After running CREATE INDEX originalfile_path_name_index ON originalfile ((path || name)); and restarting the database container, re-imported the fileset:

bash-4.2$ grep "omero.import.process.checksum" /OMERO/ManagedRepository/root_0/2019-11/25/15-44-12.952.log | tail -n 5
2019-11-25 16:03:18,647 INFO  [                 org.perf4j.TimingLogger] (.Server-28) start[1574697798644] time[3] tag[omero.import.process.checksum]
2019-11-25 16:03:18,649 INFO  [                 org.perf4j.TimingLogger] (.Server-28) start[1574697798647] time[2] tag[omero.import.process.checksum]
2019-11-25 16:03:18,651 INFO  [                 org.perf4j.TimingLogger] (.Server-28) start[1574697798649] time[1] tag[omero.import.process.checksum]
2019-11-25 16:03:18,654 INFO  [                 org.perf4j.TimingLogger] (.Server-28) start[1574697798651] time[3] tag[omero.import.process.checksum]
2019-11-25 16:03:18,656 INFO  [                 org.perf4j.TimingLogger] (.Server-28) start[1574697798654] time[2] tag[omero.import.process.checksum]

Unlike my previous attempts it looks like the index had some effects on the bottleneck checksum process. I will try a few additional imports to reproduce the metrics above.
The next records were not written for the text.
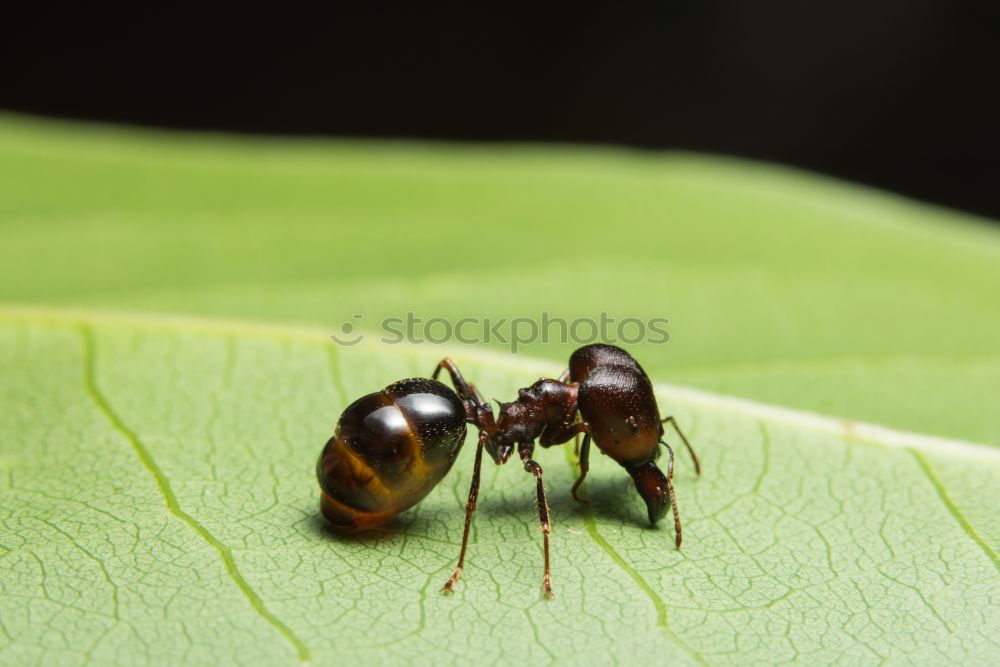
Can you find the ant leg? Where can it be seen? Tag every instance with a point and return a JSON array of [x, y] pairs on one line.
[[673, 498], [694, 457], [470, 507], [584, 467], [525, 450], [466, 390]]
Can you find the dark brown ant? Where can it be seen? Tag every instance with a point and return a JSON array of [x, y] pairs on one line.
[[392, 447], [615, 399]]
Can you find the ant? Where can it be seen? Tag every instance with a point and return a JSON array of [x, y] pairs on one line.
[[391, 447]]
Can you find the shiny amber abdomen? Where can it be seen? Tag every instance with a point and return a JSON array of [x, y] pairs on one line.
[[389, 450]]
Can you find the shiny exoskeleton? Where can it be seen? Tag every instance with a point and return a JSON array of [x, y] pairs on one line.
[[607, 388], [392, 447]]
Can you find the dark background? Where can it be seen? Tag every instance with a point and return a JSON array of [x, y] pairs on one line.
[[900, 95]]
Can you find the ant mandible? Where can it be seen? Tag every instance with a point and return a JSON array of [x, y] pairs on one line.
[[392, 447]]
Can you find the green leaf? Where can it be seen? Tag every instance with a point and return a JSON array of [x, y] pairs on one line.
[[159, 506], [779, 286], [157, 494]]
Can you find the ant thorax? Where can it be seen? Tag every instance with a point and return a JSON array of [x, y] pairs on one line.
[[547, 404]]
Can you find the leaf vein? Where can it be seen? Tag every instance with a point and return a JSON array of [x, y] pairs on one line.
[[173, 506]]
If reproducible, I might retest the same workflow in a real IDR environment (i.e. with an existing real-world database).

mtbc commented 4 years ago

Certainly encouraging: if it keeps helping then I'll provisionally add this to my list of DB changes I want to make next time we are breaking it.

sbesson commented 4 years ago

Retested earlier today

bash-4.2$ grep "omero.import.process.checksum"  /OMERO/ManagedRepository/root_0/2019-11/26/12-30-02.485.log |tail -n 5
2019-11-26 12:50:15,800 INFO  [                 org.perf4j.TimingLogger] (.Server-44) start[1574772615798] time[2] tag[omero.import.process.checksum]
2019-11-26 12:50:15,803 INFO  [                 org.perf4j.TimingLogger] (.Server-44) start[1574772615800] time[3] tag[omero.import.process.checksum]
2019-11-26 12:50:15,807 INFO  [                 org.perf4j.TimingLogger] (.Server-44) start[1574772615803] time[3] tag[omero.import.process.checksum]
2019-11-26 12:50:15,810 INFO  [                 org.perf4j.TimingLogger] (.Server-44) start[1574772615807] time[3] tag[omero.import.process.checksum]
2019-11-26 12:50:15,813 INFO  [                 org.perf4j.TimingLogger] (.Server-44) start[1574772615810] time[3] tag[omero.import.process.checksum]
mtbc commented 4 years ago

:+1: I'm hoping that the larger the fileset, the more benefit from the index.